Ideas and material in Scots are to be found on our 'The Kirk's Ear 'page.
Season of Advent
Advent is the four week period before Christmas. There are four Sundays in Advent. The word 'Advent' means 'coming' or 'arrival' and in this case points towards the birth of Jesus celebrated at Christmas. One special service involving children is called Christingle and can be held during Advent, Christmas or Epiphany.
Season of Christmas
The season of Christmas begins on the 25 December and traditionally lasts twelve days ending on 5 January. Christmas is the time when Christians celebrate the birth of Jesus.
Season of Epiphany
The Epiphany, or revelation, of the baby Jesus as the Son of God come into the world, is traditionally celebrated on the 6 January.
Season of Lent
Lent is the 40 day period before Easter beginning with Ash Wednesday. During Lent Christians may fast, or give up some of their usual routine, to give time to personal examination and to reflect on their relationship with God.
Holy Week in the last week of Lent. It is the week preceding Easter and the period in the Christian year when Christians remember the last week in Jesus' life.
Season of Easter
Easter is the season in which Christians remember the death and resurrection of Jesus. It is the most important festival in the Christian year.
Ascension Day commemorates the ascension of Jesus into heaven 40 days after his resurrection from the dead, and can be understood traditionally as his taking up into heaven at the conclusion of his earthly ministry.
Season of Pentecost
Pentecost is the festival when Christians celebrate the gift of the Holy Spirit. It is celebrated on the Sunday fifty days after Easter.

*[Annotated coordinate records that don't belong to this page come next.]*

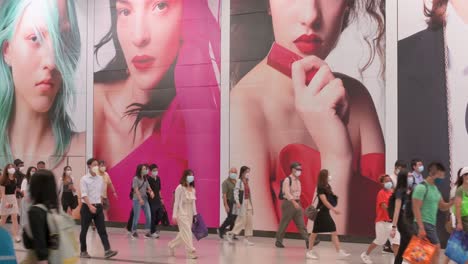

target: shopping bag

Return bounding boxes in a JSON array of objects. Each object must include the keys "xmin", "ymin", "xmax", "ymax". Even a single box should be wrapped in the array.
[
  {"xmin": 192, "ymin": 214, "xmax": 208, "ymax": 240},
  {"xmin": 445, "ymin": 231, "xmax": 468, "ymax": 264},
  {"xmin": 403, "ymin": 236, "xmax": 436, "ymax": 264}
]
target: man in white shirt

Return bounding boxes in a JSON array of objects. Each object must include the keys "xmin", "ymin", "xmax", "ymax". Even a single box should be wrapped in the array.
[
  {"xmin": 275, "ymin": 162, "xmax": 309, "ymax": 248},
  {"xmin": 80, "ymin": 158, "xmax": 118, "ymax": 258}
]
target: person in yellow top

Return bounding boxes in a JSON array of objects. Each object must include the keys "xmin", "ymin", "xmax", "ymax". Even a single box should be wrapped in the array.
[{"xmin": 98, "ymin": 160, "xmax": 118, "ymax": 221}]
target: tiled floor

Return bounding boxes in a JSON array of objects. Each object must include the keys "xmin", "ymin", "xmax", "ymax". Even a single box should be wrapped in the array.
[{"xmin": 10, "ymin": 228, "xmax": 450, "ymax": 264}]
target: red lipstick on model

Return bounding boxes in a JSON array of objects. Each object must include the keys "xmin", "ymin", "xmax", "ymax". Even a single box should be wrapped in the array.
[
  {"xmin": 267, "ymin": 42, "xmax": 318, "ymax": 85},
  {"xmin": 132, "ymin": 55, "xmax": 156, "ymax": 71},
  {"xmin": 294, "ymin": 34, "xmax": 323, "ymax": 55},
  {"xmin": 36, "ymin": 78, "xmax": 54, "ymax": 92}
]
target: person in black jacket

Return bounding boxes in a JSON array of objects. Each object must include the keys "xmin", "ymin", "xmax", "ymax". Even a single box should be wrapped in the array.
[{"xmin": 23, "ymin": 170, "xmax": 59, "ymax": 263}]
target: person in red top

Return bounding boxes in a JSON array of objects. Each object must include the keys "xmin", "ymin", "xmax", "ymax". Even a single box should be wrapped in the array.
[{"xmin": 361, "ymin": 175, "xmax": 400, "ymax": 264}]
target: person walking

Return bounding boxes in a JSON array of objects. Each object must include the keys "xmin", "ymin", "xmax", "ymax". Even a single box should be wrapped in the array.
[
  {"xmin": 412, "ymin": 162, "xmax": 454, "ymax": 263},
  {"xmin": 226, "ymin": 166, "xmax": 254, "ymax": 246},
  {"xmin": 131, "ymin": 164, "xmax": 154, "ymax": 239},
  {"xmin": 0, "ymin": 163, "xmax": 21, "ymax": 243},
  {"xmin": 168, "ymin": 170, "xmax": 198, "ymax": 259},
  {"xmin": 361, "ymin": 175, "xmax": 400, "ymax": 264},
  {"xmin": 306, "ymin": 170, "xmax": 351, "ymax": 259},
  {"xmin": 275, "ymin": 162, "xmax": 309, "ymax": 249},
  {"xmin": 218, "ymin": 168, "xmax": 237, "ymax": 239},
  {"xmin": 80, "ymin": 158, "xmax": 118, "ymax": 258}
]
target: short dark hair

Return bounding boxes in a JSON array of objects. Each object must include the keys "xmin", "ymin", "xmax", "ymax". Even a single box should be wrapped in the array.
[
  {"xmin": 86, "ymin": 158, "xmax": 98, "ymax": 166},
  {"xmin": 395, "ymin": 160, "xmax": 408, "ymax": 169},
  {"xmin": 411, "ymin": 159, "xmax": 422, "ymax": 169},
  {"xmin": 428, "ymin": 161, "xmax": 445, "ymax": 175},
  {"xmin": 29, "ymin": 169, "xmax": 58, "ymax": 209},
  {"xmin": 289, "ymin": 162, "xmax": 301, "ymax": 170}
]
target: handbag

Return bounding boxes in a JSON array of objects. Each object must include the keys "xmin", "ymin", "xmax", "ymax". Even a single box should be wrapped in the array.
[
  {"xmin": 445, "ymin": 231, "xmax": 468, "ymax": 264},
  {"xmin": 403, "ymin": 236, "xmax": 436, "ymax": 264},
  {"xmin": 192, "ymin": 214, "xmax": 208, "ymax": 241}
]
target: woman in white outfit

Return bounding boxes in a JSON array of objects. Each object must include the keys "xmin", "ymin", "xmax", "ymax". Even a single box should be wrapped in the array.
[
  {"xmin": 226, "ymin": 166, "xmax": 254, "ymax": 246},
  {"xmin": 20, "ymin": 167, "xmax": 37, "ymax": 227},
  {"xmin": 168, "ymin": 170, "xmax": 197, "ymax": 259}
]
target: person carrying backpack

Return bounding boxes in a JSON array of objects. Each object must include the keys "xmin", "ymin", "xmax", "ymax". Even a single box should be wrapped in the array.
[
  {"xmin": 412, "ymin": 162, "xmax": 454, "ymax": 263},
  {"xmin": 275, "ymin": 162, "xmax": 309, "ymax": 249}
]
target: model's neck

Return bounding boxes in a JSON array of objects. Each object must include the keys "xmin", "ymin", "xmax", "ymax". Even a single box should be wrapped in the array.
[{"xmin": 450, "ymin": 0, "xmax": 468, "ymax": 24}]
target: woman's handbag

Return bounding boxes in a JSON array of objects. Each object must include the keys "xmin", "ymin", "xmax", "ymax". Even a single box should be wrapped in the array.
[
  {"xmin": 403, "ymin": 236, "xmax": 436, "ymax": 264},
  {"xmin": 192, "ymin": 214, "xmax": 208, "ymax": 240},
  {"xmin": 445, "ymin": 231, "xmax": 468, "ymax": 264}
]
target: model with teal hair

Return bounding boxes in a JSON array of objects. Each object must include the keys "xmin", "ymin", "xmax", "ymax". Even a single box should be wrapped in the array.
[{"xmin": 0, "ymin": 0, "xmax": 81, "ymax": 167}]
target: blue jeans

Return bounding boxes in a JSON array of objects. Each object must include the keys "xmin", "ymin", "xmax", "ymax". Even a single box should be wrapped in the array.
[{"xmin": 132, "ymin": 198, "xmax": 151, "ymax": 232}]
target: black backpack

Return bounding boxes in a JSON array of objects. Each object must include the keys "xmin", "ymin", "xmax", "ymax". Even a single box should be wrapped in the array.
[{"xmin": 278, "ymin": 176, "xmax": 292, "ymax": 200}]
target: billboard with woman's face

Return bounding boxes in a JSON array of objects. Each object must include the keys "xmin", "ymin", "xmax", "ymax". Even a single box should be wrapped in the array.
[
  {"xmin": 230, "ymin": 0, "xmax": 385, "ymax": 235},
  {"xmin": 0, "ymin": 0, "xmax": 87, "ymax": 177},
  {"xmin": 93, "ymin": 0, "xmax": 221, "ymax": 226}
]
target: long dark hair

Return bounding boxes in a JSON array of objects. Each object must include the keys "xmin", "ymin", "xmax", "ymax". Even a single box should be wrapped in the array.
[
  {"xmin": 0, "ymin": 163, "xmax": 16, "ymax": 186},
  {"xmin": 239, "ymin": 166, "xmax": 250, "ymax": 180},
  {"xmin": 395, "ymin": 169, "xmax": 409, "ymax": 191},
  {"xmin": 94, "ymin": 0, "xmax": 177, "ymax": 140},
  {"xmin": 135, "ymin": 163, "xmax": 148, "ymax": 179},
  {"xmin": 25, "ymin": 166, "xmax": 37, "ymax": 184},
  {"xmin": 230, "ymin": 0, "xmax": 386, "ymax": 87},
  {"xmin": 317, "ymin": 170, "xmax": 332, "ymax": 193},
  {"xmin": 179, "ymin": 169, "xmax": 195, "ymax": 188},
  {"xmin": 29, "ymin": 170, "xmax": 58, "ymax": 209}
]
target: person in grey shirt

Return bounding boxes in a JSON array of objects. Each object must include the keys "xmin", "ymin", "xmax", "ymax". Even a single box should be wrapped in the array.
[{"xmin": 131, "ymin": 164, "xmax": 154, "ymax": 239}]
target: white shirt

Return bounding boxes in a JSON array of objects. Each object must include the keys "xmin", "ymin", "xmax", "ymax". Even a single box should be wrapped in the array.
[
  {"xmin": 446, "ymin": 1, "xmax": 468, "ymax": 184},
  {"xmin": 80, "ymin": 173, "xmax": 104, "ymax": 204}
]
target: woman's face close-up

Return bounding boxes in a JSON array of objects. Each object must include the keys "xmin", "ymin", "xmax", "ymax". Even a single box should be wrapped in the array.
[
  {"xmin": 270, "ymin": 0, "xmax": 347, "ymax": 59},
  {"xmin": 116, "ymin": 0, "xmax": 183, "ymax": 90},
  {"xmin": 3, "ymin": 0, "xmax": 69, "ymax": 113}
]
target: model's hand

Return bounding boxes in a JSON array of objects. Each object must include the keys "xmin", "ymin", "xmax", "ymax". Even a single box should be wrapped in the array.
[{"xmin": 292, "ymin": 56, "xmax": 348, "ymax": 124}]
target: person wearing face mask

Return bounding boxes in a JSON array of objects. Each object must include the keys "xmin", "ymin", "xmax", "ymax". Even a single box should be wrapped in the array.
[
  {"xmin": 411, "ymin": 159, "xmax": 424, "ymax": 184},
  {"xmin": 275, "ymin": 162, "xmax": 309, "ymax": 248},
  {"xmin": 361, "ymin": 175, "xmax": 400, "ymax": 264},
  {"xmin": 80, "ymin": 158, "xmax": 118, "ymax": 259},
  {"xmin": 218, "ymin": 168, "xmax": 237, "ymax": 239},
  {"xmin": 131, "ymin": 164, "xmax": 154, "ymax": 239},
  {"xmin": 226, "ymin": 166, "xmax": 254, "ymax": 246},
  {"xmin": 20, "ymin": 167, "xmax": 37, "ymax": 227},
  {"xmin": 412, "ymin": 162, "xmax": 454, "ymax": 263},
  {"xmin": 147, "ymin": 164, "xmax": 164, "ymax": 238},
  {"xmin": 59, "ymin": 166, "xmax": 78, "ymax": 215},
  {"xmin": 0, "ymin": 164, "xmax": 21, "ymax": 243},
  {"xmin": 98, "ymin": 160, "xmax": 118, "ymax": 221},
  {"xmin": 168, "ymin": 170, "xmax": 198, "ymax": 259},
  {"xmin": 306, "ymin": 170, "xmax": 351, "ymax": 260}
]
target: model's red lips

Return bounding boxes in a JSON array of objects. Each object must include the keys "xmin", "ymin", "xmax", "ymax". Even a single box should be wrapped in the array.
[
  {"xmin": 294, "ymin": 34, "xmax": 323, "ymax": 54},
  {"xmin": 132, "ymin": 55, "xmax": 156, "ymax": 71},
  {"xmin": 36, "ymin": 78, "xmax": 55, "ymax": 92}
]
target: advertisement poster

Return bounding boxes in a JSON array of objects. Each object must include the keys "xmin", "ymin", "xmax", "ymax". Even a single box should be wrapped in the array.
[
  {"xmin": 398, "ymin": 0, "xmax": 460, "ymax": 245},
  {"xmin": 0, "ymin": 0, "xmax": 87, "ymax": 177},
  {"xmin": 229, "ymin": 0, "xmax": 385, "ymax": 235},
  {"xmin": 93, "ymin": 0, "xmax": 221, "ymax": 226}
]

Pentecost is also known as Whitsun.
Trinity Sunday is a day when Christians think of the nature of God rather than, as with other festivals, commemorating historical events of special significance.
Moveable dates in the Christian year
As the date of Easter varies from year to year, dates which depend on Easter also vary: for example, Ash Wednesday, and Pentecost. So, when Easter is early, it encroaches on the nine Sundays after Epiphany, however the number of Sundays after Pentecost expands to compensate for the deficit.